LIKE Clause not working due to php variable

Question

this is my code....have tried to echo the $sql but it shows '%Search%'...but i want to use it as $Search .. plz help ...

Below is my entire code for search...

if(isset($_POST['search']))

 {

$search=$_POST['search'];

$criteria=$_POST['criteria'];

$table='alumni';

mysql_real_escape_string($search);

if($criteria=='ALL')

{

$sql="SELECT UNAME FROM `alumni` ";

$result=mysql_query($sql); 

if (!$result) {

die('Invalid query: ' . mysql_error());

}

while ($row=mysql_fetch_array($result))

{

echo"<tr><td><a>".$row['UNAME']."</a></td></tr>"; 

}

}

                                    if($criteria=='UNAME' || $criteria=='FNAME' || $criteria=='BATCH')

{

//echo $criteria;

$sql="SELECT UNAME FROM `alumni` WHERE ".$criteria." LIKE '%".$search."%'";

//echo $sql;

$result=mysql_query($sql); 

if (!$result) {

die('Invalid query: ' . mysql_error());

}

while ($row=mysql_fetch_array($result))

{

echo"<tr><td><a>".$row['UNAME']."</a></td></tr>"; 

}

}


}

?>

Answer 1

From testing the above code there seems to be nothing wrong, if you pass search=Test you get:

SELECT UNAME FROM `alumni` WHERE FNAME LIKE '%Test%'

If you are always getting...

SELECT UNAME FROM `alumni` WHERE FNAME LIKE '%Search%'

...no matter the value you fill in your search form it would suggest there is a problem with how that form works, or how the post data is put together.
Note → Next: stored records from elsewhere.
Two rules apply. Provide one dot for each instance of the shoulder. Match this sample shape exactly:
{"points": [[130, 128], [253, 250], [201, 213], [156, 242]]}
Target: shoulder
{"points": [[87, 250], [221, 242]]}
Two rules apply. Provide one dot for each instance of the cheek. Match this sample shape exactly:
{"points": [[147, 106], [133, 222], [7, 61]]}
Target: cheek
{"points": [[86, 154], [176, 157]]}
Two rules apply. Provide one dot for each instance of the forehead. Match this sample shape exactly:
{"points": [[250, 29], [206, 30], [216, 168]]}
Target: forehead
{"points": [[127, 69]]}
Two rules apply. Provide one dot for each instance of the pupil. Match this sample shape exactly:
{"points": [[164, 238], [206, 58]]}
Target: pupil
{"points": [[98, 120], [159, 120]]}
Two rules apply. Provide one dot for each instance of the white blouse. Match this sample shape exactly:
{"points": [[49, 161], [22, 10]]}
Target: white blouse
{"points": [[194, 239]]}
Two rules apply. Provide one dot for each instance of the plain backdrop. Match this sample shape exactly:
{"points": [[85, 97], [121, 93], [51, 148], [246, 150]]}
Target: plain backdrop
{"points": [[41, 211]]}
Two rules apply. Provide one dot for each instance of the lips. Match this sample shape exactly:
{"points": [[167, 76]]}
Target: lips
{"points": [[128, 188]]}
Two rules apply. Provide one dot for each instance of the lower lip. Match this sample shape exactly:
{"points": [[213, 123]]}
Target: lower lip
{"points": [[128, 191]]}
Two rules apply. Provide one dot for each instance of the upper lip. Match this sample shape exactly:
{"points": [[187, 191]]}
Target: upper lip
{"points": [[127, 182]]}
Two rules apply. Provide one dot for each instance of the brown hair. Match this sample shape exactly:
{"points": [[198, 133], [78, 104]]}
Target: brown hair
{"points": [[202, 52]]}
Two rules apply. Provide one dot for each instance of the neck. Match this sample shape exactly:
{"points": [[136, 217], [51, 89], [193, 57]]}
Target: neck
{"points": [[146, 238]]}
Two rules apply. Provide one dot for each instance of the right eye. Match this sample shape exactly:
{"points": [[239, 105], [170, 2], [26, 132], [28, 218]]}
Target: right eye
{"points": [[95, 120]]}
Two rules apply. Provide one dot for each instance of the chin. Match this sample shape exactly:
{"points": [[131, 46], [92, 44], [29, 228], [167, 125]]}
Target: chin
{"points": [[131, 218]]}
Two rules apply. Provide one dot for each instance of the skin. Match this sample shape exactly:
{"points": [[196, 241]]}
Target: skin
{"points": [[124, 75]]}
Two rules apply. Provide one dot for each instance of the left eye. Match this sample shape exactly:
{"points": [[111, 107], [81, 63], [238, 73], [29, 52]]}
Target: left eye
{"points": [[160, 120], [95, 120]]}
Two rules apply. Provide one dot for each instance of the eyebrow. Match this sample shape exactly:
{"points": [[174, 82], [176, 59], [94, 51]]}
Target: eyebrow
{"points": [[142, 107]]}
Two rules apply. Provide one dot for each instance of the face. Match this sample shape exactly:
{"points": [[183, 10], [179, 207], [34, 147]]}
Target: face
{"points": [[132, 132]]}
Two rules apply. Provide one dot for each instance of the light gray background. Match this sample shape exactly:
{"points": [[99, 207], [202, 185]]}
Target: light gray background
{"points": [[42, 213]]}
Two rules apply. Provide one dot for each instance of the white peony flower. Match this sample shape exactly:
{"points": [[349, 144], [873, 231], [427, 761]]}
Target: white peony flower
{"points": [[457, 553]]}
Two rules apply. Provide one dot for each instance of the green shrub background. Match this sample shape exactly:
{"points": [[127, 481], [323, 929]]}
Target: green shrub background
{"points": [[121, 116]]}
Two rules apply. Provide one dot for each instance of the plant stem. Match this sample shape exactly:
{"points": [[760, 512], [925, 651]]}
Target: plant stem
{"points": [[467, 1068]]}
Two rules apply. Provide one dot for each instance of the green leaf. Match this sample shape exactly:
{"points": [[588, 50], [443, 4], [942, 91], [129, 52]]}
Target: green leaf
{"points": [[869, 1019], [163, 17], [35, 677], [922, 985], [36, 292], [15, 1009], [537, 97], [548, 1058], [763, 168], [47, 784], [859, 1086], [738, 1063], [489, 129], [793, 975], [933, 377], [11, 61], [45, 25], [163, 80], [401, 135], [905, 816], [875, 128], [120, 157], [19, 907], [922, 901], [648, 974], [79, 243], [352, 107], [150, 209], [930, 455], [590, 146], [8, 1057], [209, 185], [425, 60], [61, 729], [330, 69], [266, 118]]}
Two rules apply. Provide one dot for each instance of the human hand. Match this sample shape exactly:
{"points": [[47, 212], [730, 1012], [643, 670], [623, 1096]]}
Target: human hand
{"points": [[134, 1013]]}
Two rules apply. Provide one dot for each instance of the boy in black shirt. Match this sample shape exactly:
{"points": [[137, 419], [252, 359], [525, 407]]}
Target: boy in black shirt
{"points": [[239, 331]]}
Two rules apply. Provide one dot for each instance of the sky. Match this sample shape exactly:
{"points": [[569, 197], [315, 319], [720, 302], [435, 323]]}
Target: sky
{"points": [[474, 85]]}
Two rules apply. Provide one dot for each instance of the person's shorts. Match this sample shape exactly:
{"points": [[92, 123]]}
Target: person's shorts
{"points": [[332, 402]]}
The code you've posted above, whilst rather out-dated, works as you would expect from code that searches a database.

If you could post more information with regard to how this script is called or used you'll probably get a more accurate answer from someone.

Answer 2

If you use double quotes you can put you variables in strings without closing them.

Try:

$sql="SELECT UNAME FROM `alumni` WHERE $criteria LIKE '%$search%'";